Kicking depression: Finding faith in your worst nightmare
Something horrible happened here on Thanksgiving night. I heard about it when I walked into the newsroom on Friday morning. As the day wore on every snippet of new information was more horrific – leaving the crew of veteran reporters and editors in our newsroom shaking their heads.
In nearly 30 years of journalism – much of it as a beat reporter covering crime – I have covered many horrific crimes. This case is among the worst. Frankly, I don’t want to recount the details.

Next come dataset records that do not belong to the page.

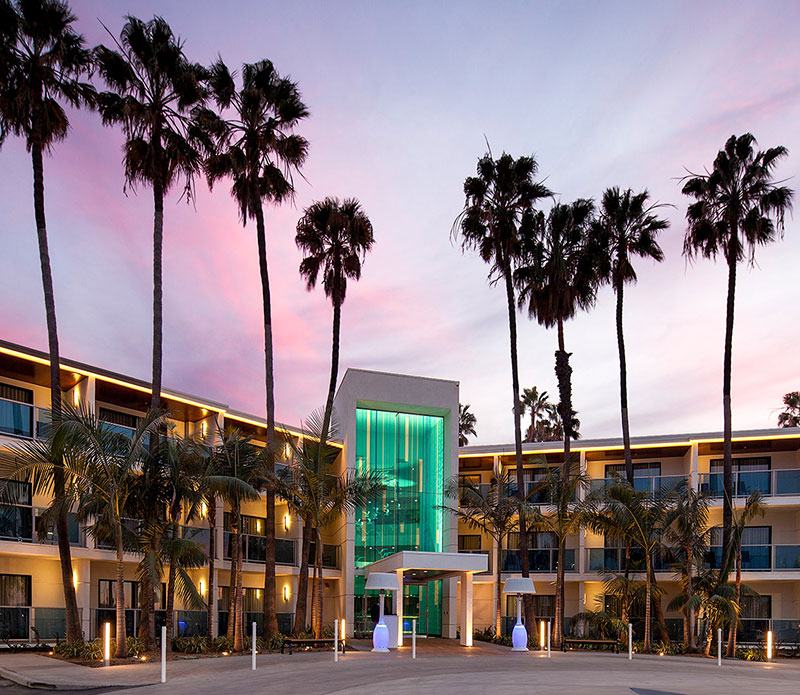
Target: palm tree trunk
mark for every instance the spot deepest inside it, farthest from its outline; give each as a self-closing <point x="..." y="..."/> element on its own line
<point x="734" y="625"/>
<point x="122" y="641"/>
<point x="559" y="617"/>
<point x="170" y="620"/>
<point x="146" y="606"/>
<point x="662" y="623"/>
<point x="727" y="475"/>
<point x="647" y="600"/>
<point x="212" y="553"/>
<point x="314" y="591"/>
<point x="318" y="627"/>
<point x="688" y="625"/>
<point x="564" y="376"/>
<point x="302" y="579"/>
<point x="524" y="562"/>
<point x="233" y="574"/>
<point x="623" y="387"/>
<point x="270" y="608"/>
<point x="498" y="587"/>
<point x="74" y="630"/>
<point x="158" y="243"/>
<point x="238" y="628"/>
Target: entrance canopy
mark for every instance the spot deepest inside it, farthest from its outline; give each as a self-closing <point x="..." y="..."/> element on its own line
<point x="420" y="567"/>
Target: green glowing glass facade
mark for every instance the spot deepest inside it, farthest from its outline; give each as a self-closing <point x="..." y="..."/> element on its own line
<point x="408" y="451"/>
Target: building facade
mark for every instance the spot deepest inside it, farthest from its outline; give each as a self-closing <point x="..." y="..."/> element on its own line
<point x="405" y="429"/>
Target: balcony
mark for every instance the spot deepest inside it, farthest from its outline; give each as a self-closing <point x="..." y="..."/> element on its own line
<point x="543" y="560"/>
<point x="658" y="484"/>
<point x="330" y="555"/>
<point x="759" y="558"/>
<point x="488" y="554"/>
<point x="613" y="560"/>
<point x="19" y="419"/>
<point x="254" y="549"/>
<point x="771" y="483"/>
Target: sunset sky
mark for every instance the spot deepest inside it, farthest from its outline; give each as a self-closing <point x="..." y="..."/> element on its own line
<point x="402" y="97"/>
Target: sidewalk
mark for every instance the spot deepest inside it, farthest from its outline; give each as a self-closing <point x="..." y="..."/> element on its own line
<point x="44" y="672"/>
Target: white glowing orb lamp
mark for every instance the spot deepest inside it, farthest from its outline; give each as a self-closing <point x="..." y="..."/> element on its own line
<point x="383" y="582"/>
<point x="519" y="586"/>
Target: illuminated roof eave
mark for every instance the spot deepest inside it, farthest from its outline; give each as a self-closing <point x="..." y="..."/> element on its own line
<point x="67" y="365"/>
<point x="646" y="442"/>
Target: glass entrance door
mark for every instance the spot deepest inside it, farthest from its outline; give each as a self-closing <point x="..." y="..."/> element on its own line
<point x="423" y="602"/>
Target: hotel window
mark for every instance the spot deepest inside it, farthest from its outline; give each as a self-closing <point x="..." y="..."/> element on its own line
<point x="16" y="511"/>
<point x="640" y="470"/>
<point x="15" y="601"/>
<point x="469" y="542"/>
<point x="16" y="411"/>
<point x="107" y="594"/>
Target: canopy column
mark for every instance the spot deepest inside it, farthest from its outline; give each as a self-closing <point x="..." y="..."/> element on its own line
<point x="465" y="603"/>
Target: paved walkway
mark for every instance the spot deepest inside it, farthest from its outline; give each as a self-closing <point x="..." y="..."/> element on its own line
<point x="439" y="668"/>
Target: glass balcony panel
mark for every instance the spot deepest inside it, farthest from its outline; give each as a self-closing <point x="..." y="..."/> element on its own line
<point x="756" y="557"/>
<point x="787" y="557"/>
<point x="787" y="482"/>
<point x="747" y="482"/>
<point x="16" y="419"/>
<point x="284" y="551"/>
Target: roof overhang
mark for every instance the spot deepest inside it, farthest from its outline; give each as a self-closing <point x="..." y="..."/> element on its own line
<point x="419" y="566"/>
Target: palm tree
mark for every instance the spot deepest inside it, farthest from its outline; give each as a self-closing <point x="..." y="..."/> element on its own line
<point x="790" y="417"/>
<point x="752" y="509"/>
<point x="536" y="404"/>
<point x="498" y="212"/>
<point x="638" y="518"/>
<point x="104" y="464"/>
<point x="313" y="489"/>
<point x="563" y="517"/>
<point x="466" y="424"/>
<point x="153" y="89"/>
<point x="555" y="279"/>
<point x="238" y="459"/>
<point x="335" y="238"/>
<point x="737" y="206"/>
<point x="627" y="226"/>
<point x="43" y="62"/>
<point x="686" y="532"/>
<point x="258" y="151"/>
<point x="491" y="509"/>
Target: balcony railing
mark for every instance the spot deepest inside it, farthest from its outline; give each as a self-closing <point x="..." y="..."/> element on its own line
<point x="254" y="549"/>
<point x="771" y="483"/>
<point x="23" y="419"/>
<point x="488" y="554"/>
<point x="330" y="555"/>
<point x="657" y="484"/>
<point x="760" y="557"/>
<point x="613" y="560"/>
<point x="539" y="560"/>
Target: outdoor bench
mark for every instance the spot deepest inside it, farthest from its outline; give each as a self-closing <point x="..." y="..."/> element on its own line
<point x="577" y="642"/>
<point x="292" y="642"/>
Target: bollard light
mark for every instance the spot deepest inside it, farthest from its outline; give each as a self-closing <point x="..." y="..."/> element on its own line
<point x="107" y="643"/>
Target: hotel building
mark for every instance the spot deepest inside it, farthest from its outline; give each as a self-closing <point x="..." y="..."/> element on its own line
<point x="405" y="428"/>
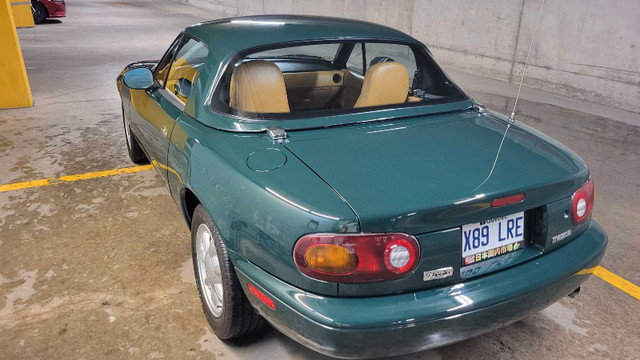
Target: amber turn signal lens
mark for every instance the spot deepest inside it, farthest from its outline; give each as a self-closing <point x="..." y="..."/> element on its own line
<point x="332" y="259"/>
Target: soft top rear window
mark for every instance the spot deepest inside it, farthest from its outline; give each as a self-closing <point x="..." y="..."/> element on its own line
<point x="297" y="81"/>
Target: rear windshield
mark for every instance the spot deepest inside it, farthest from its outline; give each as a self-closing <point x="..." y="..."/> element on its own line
<point x="310" y="80"/>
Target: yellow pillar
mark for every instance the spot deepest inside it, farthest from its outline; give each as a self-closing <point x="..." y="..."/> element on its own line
<point x="14" y="84"/>
<point x="22" y="15"/>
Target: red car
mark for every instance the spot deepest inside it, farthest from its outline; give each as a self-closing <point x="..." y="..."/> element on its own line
<point x="44" y="9"/>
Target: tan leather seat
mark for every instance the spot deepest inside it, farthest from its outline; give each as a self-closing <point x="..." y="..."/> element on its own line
<point x="384" y="83"/>
<point x="258" y="87"/>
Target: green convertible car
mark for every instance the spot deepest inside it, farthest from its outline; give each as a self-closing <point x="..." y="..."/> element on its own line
<point x="341" y="187"/>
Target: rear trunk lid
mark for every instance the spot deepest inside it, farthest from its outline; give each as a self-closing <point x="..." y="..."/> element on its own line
<point x="428" y="176"/>
<point x="435" y="172"/>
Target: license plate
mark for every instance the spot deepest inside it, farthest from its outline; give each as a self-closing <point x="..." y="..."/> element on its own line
<point x="487" y="239"/>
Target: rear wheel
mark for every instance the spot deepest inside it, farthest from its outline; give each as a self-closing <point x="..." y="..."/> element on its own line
<point x="225" y="305"/>
<point x="133" y="147"/>
<point x="40" y="12"/>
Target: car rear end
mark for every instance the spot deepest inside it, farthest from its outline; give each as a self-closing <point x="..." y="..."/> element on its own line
<point x="466" y="224"/>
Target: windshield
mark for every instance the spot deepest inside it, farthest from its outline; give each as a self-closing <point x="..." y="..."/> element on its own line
<point x="303" y="81"/>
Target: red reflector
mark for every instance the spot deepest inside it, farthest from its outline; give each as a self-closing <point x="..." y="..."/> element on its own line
<point x="507" y="200"/>
<point x="261" y="296"/>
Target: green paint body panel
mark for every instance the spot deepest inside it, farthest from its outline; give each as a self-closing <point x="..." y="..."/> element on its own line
<point x="423" y="170"/>
<point x="404" y="323"/>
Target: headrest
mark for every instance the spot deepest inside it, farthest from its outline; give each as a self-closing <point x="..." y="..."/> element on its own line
<point x="384" y="84"/>
<point x="258" y="87"/>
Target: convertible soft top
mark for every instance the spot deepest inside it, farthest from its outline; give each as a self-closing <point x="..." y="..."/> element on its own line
<point x="231" y="35"/>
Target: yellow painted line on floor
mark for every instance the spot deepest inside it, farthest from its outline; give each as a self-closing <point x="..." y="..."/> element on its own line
<point x="613" y="279"/>
<point x="71" y="178"/>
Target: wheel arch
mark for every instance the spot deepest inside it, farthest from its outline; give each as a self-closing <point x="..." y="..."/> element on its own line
<point x="189" y="201"/>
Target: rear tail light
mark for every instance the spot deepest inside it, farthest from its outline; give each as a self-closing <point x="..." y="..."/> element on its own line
<point x="354" y="258"/>
<point x="582" y="202"/>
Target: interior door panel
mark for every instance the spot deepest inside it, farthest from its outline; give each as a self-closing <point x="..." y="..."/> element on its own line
<point x="313" y="90"/>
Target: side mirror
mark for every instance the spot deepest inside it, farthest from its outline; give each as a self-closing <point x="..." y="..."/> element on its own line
<point x="138" y="78"/>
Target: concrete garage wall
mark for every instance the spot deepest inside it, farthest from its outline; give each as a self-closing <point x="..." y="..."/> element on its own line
<point x="586" y="49"/>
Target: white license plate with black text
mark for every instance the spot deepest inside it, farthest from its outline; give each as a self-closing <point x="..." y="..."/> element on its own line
<point x="487" y="239"/>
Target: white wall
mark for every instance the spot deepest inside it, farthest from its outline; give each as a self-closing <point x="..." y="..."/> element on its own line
<point x="587" y="49"/>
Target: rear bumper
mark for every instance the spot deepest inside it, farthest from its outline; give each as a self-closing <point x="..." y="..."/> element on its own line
<point x="410" y="322"/>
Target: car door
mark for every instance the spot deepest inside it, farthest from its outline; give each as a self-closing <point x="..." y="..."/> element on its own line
<point x="159" y="107"/>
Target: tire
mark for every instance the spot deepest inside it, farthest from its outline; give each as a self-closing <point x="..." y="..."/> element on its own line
<point x="40" y="13"/>
<point x="133" y="146"/>
<point x="234" y="316"/>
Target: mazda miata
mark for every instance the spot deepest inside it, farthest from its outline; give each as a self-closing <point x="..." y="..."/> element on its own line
<point x="339" y="185"/>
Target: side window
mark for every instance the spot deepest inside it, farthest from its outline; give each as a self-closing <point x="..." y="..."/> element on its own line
<point x="379" y="52"/>
<point x="162" y="69"/>
<point x="354" y="63"/>
<point x="185" y="68"/>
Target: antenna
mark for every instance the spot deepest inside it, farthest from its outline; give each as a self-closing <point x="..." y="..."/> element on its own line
<point x="526" y="64"/>
<point x="513" y="111"/>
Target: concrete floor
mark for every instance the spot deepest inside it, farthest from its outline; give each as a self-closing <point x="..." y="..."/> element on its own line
<point x="101" y="268"/>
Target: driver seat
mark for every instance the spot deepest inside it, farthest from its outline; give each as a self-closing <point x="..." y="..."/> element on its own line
<point x="384" y="83"/>
<point x="258" y="87"/>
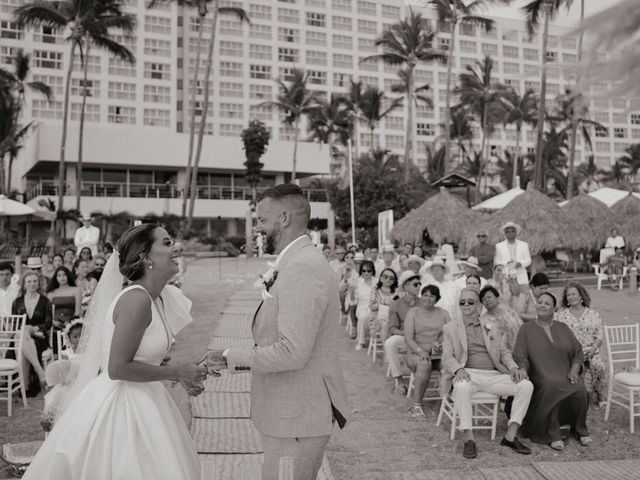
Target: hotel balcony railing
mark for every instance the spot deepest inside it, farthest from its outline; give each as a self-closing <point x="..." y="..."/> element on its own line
<point x="150" y="190"/>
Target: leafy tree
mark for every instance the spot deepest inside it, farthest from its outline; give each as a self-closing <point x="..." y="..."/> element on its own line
<point x="255" y="139"/>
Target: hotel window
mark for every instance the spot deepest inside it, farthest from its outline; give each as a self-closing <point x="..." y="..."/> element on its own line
<point x="92" y="87"/>
<point x="317" y="38"/>
<point x="316" y="58"/>
<point x="341" y="23"/>
<point x="230" y="69"/>
<point x="157" y="24"/>
<point x="47" y="59"/>
<point x="288" y="54"/>
<point x="263" y="52"/>
<point x="117" y="114"/>
<point x="260" y="92"/>
<point x="231" y="89"/>
<point x="316" y="19"/>
<point x="342" y="41"/>
<point x="10" y="30"/>
<point x="288" y="15"/>
<point x="156" y="117"/>
<point x="259" y="11"/>
<point x="259" y="31"/>
<point x="260" y="71"/>
<point x="366" y="26"/>
<point x="157" y="71"/>
<point x="157" y="94"/>
<point x="160" y="48"/>
<point x="289" y="35"/>
<point x="231" y="49"/>
<point x="120" y="67"/>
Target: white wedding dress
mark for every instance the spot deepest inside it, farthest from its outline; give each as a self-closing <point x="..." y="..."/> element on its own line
<point x="117" y="430"/>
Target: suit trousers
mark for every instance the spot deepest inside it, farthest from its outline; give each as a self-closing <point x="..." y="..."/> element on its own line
<point x="307" y="454"/>
<point x="394" y="347"/>
<point x="496" y="383"/>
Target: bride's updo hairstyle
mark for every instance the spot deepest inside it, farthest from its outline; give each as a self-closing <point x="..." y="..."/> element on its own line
<point x="133" y="247"/>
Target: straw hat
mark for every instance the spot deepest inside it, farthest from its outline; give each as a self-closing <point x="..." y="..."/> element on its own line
<point x="511" y="225"/>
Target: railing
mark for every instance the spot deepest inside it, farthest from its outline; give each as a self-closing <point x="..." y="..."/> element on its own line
<point x="150" y="190"/>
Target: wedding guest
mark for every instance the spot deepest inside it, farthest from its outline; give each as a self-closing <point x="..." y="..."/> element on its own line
<point x="383" y="295"/>
<point x="395" y="346"/>
<point x="553" y="358"/>
<point x="475" y="359"/>
<point x="586" y="325"/>
<point x="503" y="316"/>
<point x="423" y="334"/>
<point x="37" y="309"/>
<point x="485" y="252"/>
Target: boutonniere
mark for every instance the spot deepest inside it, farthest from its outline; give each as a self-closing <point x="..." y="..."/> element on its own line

Of the four people and one unborn child executed that night, one haunts me: 6-year-old Makayla Sitton, shot five times, including her head and heart, as she slept in her bed – just hours before her premier as a ballerina in The Nutcracker. Makayla was the only child of beloved local television photojournalist Jim Sitton and his wife Muriel. Jim was trying to break into his daughter’s bedroom window when he heard the shots. Makayla’s mother, Muriel Sitton, who had served the family Thanksgiving dinner earlier, was also there.
They tried to revive their only daughter. The paramedics tried, too. Makayla died. As of Sunday night, Jim Sitton was still wearing the clothes he wore when he held his dying daughter – his left shirt sleeve speckled with blood.
I am a single mom. I have one child – Kealy – and she is the love of my life, the center of my universe and a gift beyond my wildest dreams. Like all parents I have had those horrible thoughts – what if…? Because I am a reporter and have interviewed and listened to the testimony of many parents who have lost their children, I have seen this anguish up close. It scares the hell out of me.
Three years ago, during my last major depression, I admitted that I had tried to kill myself twice before as a teen and was now thinking again killing myself. The only thing stopping me was my daughter. She was my anchor to life. I believed I had no reason to live without her.